The purpose of this activity is to build intuition regarding the operation of a boost converter circuit. The activity also demonstrates two techniques for modeling and analyzing a simple electrical system. The first approach models the circuit based on its underlying physics and compares the predicted time response of the circuit to data taken from a physical implementation of the circuit. The second approach models the circuit based on experimentally obtained frequency response data and can be found in Part (b) of the activity.

### Activity 5B: Frequency Response Identification of a Boost Converter Circuit

#### Topics covered: frequency response analysis, system identification, nonlinear systems, pulse-width modulation, bode plots

In this part of the activity we model the boost converter circuit based on experimentally obtained frequency response data. This technique provides intuition regarding frequency response analysis and demonstrates a blackbox approach for generating an approximate (local) model of a nonlinear system.

### Activity 5C: Feedback Control of a Boost Converter Circuit

#### Topics covered: frequency response analysis, system identification, lead compensation, embedded control, autocode generation

The purpose of this activity is to demonstrate how to design a controller using frequency response techniques based on an empirically derived, and imperfect, plant model. Furthermore, this activity demonstrates how embedded controllers are often designed and implemented in practice using modern design and code generation tools.

## DC Motor

**Overview:** These activities employ a simple DC motor which is a common and important type of actuator found in many industrial applications
and consumer products. In particular, the motor is modeled, analyzed, and controlled to achieve a desired speed response.
The motor's speed is estimated from the output of a quadrature encoder which is read via two digital inputs of the Arduino
board. The motor's speed is controlled using pulse-width modulation via one of the board's digital outputs. The logic for
estimating the motor's speed based on encoder counts and the logic for controlling the motor's speed is developed in Simulink.
Initially this logic is run on the host computer, but subsequently all of the logic is downloaded to the Arduino board.

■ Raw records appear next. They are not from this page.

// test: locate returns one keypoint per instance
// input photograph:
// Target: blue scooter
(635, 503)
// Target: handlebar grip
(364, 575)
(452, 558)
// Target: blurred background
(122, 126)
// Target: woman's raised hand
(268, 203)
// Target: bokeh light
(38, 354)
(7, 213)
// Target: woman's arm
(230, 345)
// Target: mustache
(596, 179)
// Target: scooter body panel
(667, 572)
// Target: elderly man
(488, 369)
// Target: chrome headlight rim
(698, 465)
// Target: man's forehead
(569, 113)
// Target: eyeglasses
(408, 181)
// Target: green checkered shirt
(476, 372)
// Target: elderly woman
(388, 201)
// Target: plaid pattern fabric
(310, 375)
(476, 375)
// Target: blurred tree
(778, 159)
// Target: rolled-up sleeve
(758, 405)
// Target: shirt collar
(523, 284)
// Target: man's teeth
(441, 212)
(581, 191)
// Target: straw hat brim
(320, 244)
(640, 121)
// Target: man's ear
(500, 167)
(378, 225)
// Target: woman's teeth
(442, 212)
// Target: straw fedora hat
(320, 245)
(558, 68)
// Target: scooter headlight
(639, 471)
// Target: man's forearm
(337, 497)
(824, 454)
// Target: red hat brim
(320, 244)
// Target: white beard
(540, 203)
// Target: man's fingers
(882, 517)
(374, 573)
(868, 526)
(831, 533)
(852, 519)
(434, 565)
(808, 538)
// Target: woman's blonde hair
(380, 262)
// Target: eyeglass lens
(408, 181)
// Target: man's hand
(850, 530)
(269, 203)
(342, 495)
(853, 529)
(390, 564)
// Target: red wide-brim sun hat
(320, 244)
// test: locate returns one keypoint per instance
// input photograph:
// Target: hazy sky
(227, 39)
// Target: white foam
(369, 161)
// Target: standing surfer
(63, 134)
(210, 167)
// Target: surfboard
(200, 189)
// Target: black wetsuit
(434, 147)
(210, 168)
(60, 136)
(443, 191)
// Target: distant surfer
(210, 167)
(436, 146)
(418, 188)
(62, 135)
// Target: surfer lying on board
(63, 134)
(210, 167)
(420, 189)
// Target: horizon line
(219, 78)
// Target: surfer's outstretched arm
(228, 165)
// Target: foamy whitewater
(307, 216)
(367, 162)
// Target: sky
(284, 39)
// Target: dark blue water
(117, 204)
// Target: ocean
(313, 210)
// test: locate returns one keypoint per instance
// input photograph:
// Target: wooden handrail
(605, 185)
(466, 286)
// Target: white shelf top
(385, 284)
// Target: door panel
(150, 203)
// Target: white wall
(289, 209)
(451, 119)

**Equipment:** Arduino board, breadboard, DC motor with quadrature encoder, battery (ex: lantern battery), diode, transistor (MOSFET), jumper
wires

### Activity 6A: Time-Reponse Analysis of a DC Motor

#### Topics covered: modeling electromechanical systems, time-response analysis, system identification, reduced-order models, pulse-width modulation, filtering

The purpose of this activity is to build intuition regarding the operation of an armature-controlled DC motor. The activity also generates a blackbox model for the motor based on its step response. This type of model is compared to a physics-based model. The need and effects of filtering are also explored.

### Activity 6B: PI Speed Control of a DC Motor

#### Topics covered: pulse-width modulation, PI control, pole placement, steady-state error, disturbance rejection, saturation, integrator wind-up, embedded control

The purpose of this activity is to build intuition regarding the design and implementation of a PI controller for the speed control of a DC motor in the presence of an array of real-world complications. Specifically, we consider how to design the controller when we have an uncertain plant model and are limited in the amount of control effort we can supply. Furthermore, we analyze our system's performance in the presence of unwanted exogenous inputs, which in this case is a constant load disturbance.